Isn't the notion of creating higher bandwidth links essentially the same as creating more links? I guess I'm thinking of the highway analogy presented a previous lecture.

bmperez

@ArbitorOfTheFountain Not necessarily. Bandwidth is the number of packets per unit time, so you can increase it by either increasing the number of packets transmitted at once, or by decreasing the time it takes for a packet to be sent. Thus, one way, as you mentioned, would be to increase the number of links, to allow more packets to be sent in parallel. Alternately, you could increase the speed of the existing link(s), and this would achieve the same effect. There are many ways to change the link's speed, but the typical way of doing so is by changing the physical medium of communication.

In terms of the highway analogy, we could increase the speed limit of the highway (assuming all drivers will naturally go faster in response), and this will increase the highway's overall bandwidth.

stride16

We should note, that in the example of the trees provided in the slide above, it is easy to capture locality for a divide and conquer method.
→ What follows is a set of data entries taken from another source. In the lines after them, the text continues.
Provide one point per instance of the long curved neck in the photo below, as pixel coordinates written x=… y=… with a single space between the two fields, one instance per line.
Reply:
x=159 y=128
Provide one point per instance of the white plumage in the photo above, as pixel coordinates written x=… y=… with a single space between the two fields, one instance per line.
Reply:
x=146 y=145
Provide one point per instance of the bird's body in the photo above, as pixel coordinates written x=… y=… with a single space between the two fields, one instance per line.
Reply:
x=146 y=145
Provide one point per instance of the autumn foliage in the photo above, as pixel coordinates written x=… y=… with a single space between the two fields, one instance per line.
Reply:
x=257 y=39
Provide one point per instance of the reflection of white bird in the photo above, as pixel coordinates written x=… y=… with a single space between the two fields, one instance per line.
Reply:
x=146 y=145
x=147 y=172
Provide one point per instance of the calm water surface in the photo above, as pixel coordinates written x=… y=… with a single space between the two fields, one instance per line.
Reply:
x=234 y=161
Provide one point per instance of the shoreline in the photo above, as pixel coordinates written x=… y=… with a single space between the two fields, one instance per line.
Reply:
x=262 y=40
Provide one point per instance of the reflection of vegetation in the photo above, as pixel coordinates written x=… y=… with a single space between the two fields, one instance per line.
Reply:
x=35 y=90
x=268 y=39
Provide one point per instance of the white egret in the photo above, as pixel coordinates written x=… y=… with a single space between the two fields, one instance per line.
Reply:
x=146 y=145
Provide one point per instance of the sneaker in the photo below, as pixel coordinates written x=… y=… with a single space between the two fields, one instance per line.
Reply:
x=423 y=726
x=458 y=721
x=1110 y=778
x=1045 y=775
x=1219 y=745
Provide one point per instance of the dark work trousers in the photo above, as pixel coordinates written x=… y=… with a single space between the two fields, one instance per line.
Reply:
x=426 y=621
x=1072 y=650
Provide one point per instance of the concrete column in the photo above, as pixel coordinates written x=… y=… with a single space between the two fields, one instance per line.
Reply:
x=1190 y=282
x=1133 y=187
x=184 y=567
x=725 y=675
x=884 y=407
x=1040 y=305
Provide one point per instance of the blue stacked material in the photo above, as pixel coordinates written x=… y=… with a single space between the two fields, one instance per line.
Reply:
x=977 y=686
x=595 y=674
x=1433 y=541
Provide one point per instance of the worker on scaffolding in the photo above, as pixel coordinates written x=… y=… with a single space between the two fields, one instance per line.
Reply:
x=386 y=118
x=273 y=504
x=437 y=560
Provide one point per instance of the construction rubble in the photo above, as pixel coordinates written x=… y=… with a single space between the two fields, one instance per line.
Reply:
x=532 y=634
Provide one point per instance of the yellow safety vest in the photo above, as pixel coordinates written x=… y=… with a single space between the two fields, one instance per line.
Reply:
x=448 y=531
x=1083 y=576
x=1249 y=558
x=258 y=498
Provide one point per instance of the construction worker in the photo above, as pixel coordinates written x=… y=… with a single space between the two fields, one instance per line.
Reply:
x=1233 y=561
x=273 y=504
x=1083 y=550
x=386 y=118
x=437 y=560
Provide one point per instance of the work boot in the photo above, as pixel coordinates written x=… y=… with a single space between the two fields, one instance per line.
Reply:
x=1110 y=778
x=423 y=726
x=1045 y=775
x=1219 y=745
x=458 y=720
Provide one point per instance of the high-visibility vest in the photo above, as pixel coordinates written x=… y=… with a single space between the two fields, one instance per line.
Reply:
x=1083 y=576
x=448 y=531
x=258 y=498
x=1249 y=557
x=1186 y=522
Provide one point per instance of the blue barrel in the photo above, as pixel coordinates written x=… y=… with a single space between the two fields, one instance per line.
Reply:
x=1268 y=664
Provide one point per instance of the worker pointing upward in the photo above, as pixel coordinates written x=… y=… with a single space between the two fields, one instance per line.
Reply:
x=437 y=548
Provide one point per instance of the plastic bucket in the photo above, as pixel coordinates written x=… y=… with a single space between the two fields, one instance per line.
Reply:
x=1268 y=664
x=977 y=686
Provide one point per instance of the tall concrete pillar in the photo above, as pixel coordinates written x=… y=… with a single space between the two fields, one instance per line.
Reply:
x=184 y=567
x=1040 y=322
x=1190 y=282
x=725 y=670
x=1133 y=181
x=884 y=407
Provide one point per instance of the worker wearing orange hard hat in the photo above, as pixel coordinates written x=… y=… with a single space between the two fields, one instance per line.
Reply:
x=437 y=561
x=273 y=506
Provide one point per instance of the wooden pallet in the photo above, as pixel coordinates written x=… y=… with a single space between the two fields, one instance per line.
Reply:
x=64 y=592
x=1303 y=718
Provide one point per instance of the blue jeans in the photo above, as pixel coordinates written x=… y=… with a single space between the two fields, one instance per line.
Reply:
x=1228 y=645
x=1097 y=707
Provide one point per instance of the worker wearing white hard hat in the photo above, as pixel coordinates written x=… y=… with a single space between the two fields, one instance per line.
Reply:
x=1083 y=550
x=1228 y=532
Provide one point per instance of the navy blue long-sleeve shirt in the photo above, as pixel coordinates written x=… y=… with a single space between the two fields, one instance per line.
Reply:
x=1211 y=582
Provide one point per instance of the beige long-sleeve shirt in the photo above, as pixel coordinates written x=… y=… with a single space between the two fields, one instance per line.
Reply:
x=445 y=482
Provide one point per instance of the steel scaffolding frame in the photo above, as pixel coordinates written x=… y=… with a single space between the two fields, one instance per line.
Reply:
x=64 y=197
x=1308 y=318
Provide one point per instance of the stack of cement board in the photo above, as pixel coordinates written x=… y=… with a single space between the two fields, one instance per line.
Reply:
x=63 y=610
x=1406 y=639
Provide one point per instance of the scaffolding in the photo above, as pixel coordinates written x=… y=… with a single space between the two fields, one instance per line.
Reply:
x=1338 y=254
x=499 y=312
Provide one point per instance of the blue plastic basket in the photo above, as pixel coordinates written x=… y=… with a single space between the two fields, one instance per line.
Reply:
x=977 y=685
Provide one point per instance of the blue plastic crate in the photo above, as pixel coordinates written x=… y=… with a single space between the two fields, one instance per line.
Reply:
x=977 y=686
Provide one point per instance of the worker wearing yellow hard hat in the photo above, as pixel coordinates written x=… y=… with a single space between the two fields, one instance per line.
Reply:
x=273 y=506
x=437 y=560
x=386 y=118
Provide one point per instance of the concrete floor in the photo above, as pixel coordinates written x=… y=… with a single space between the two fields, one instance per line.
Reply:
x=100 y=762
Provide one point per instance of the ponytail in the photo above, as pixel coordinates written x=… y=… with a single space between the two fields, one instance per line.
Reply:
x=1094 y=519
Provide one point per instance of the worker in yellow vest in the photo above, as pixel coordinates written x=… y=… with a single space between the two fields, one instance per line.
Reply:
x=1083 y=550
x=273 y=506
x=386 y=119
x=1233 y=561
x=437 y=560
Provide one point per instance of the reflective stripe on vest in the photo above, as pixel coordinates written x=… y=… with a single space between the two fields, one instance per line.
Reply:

One potential drawback, however is that communication between subtrees can increase latency. Using fat trees, or even increasing the number of possible routes one can take, can increase the bisection bandwidth.

huehue

How do you reason about the bisection bandwidth if the links themselves have different bandwidths? What would be the bisection bandwidth for the fat tree in this slide?

jellybean

@huehue The bisection bandwidth is the minimum bandwidth that cuts the tree in half. In this case, it would be the bandwidth between the two highest nodes, 2 times the bandwidth at the next hierarchical level, or 4 times the bandwidth at the lowest level--whichever is smallest.